2. “Our donors get too much email/mail from us and are starting to tune us out. If we send less, they’ll be more welcoming of our communications and will give more.” You are sending too much email and mail … to some of your donors. And you’re not sending enough to others. But sending less to everyone will almost surely mean raising less money overall and losing more donors to attrition because one size does not fit all in direct response fundraising. What you should really focus on is identifying the donors who are most likely to give or take action and communicating with them more, and in more targeted ways.

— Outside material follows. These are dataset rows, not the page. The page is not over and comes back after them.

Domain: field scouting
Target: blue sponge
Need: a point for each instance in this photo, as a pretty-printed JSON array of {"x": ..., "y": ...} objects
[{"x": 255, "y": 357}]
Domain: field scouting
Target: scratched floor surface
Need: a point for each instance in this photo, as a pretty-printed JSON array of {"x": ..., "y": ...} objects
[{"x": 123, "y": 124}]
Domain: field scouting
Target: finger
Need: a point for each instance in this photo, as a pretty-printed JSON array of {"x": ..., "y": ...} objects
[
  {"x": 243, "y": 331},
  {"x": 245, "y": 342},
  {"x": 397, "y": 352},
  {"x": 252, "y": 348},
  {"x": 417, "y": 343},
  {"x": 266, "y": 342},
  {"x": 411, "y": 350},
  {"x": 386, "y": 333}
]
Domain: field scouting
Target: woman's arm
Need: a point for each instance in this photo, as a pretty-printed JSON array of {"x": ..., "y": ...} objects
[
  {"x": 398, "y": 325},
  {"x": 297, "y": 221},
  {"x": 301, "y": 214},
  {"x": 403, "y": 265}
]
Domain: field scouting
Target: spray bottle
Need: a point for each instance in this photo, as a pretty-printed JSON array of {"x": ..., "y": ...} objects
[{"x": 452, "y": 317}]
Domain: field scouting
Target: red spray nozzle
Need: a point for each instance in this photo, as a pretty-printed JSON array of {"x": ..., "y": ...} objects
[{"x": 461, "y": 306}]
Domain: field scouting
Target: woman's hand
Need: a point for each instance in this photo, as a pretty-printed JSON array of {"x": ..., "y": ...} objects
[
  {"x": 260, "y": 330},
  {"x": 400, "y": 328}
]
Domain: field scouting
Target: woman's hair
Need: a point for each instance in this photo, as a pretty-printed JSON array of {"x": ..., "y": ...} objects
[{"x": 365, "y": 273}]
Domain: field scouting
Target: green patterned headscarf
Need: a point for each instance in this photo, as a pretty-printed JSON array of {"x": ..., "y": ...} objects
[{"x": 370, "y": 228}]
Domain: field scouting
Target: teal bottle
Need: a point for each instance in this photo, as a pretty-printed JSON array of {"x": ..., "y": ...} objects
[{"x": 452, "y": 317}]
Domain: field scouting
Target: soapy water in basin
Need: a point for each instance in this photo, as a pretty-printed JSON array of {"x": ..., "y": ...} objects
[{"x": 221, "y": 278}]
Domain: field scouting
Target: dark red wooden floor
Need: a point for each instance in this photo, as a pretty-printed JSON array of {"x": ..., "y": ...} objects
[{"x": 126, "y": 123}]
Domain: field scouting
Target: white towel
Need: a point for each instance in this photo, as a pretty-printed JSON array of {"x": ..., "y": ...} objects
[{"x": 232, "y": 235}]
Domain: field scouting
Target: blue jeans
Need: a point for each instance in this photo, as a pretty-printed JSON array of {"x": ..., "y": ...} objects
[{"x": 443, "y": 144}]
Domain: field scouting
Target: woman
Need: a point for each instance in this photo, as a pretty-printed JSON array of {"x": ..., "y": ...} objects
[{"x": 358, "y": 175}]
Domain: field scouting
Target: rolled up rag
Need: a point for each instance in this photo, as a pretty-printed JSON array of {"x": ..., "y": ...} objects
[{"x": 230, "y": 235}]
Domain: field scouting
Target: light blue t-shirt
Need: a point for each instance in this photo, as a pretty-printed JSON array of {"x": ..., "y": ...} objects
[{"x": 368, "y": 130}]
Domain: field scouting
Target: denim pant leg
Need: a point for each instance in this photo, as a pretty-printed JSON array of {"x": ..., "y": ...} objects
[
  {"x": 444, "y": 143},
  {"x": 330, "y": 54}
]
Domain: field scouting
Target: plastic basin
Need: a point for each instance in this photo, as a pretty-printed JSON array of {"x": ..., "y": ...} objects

3. “Our major gifts program raises so much more than our membership program. We should shut down our membership program and just focus on major gifts.” Compared to major gifts, general membership programs often appear to take an inordinate amount of resources relative to the return. But that’s only if you evaluate membership in a vacuum, which you shouldn’t. A properly structured membership program is a vehicle for public education, a source of unrestricted revenue, and a lead-generator for your major gifts program. Your evaluation metrics for your membership program should always include the number of major donors who started out in the membership program, as well as their subsequent giving in the major gifts program. After all, you wouldn’t have them in the first place if you didn’t have a membership program. And if you find that your membership program isn’t yielding many major donors, then you’re probably missing important opportunities to cultivate and upgrade members and need to do more to optimize your membership program for major donor conversion.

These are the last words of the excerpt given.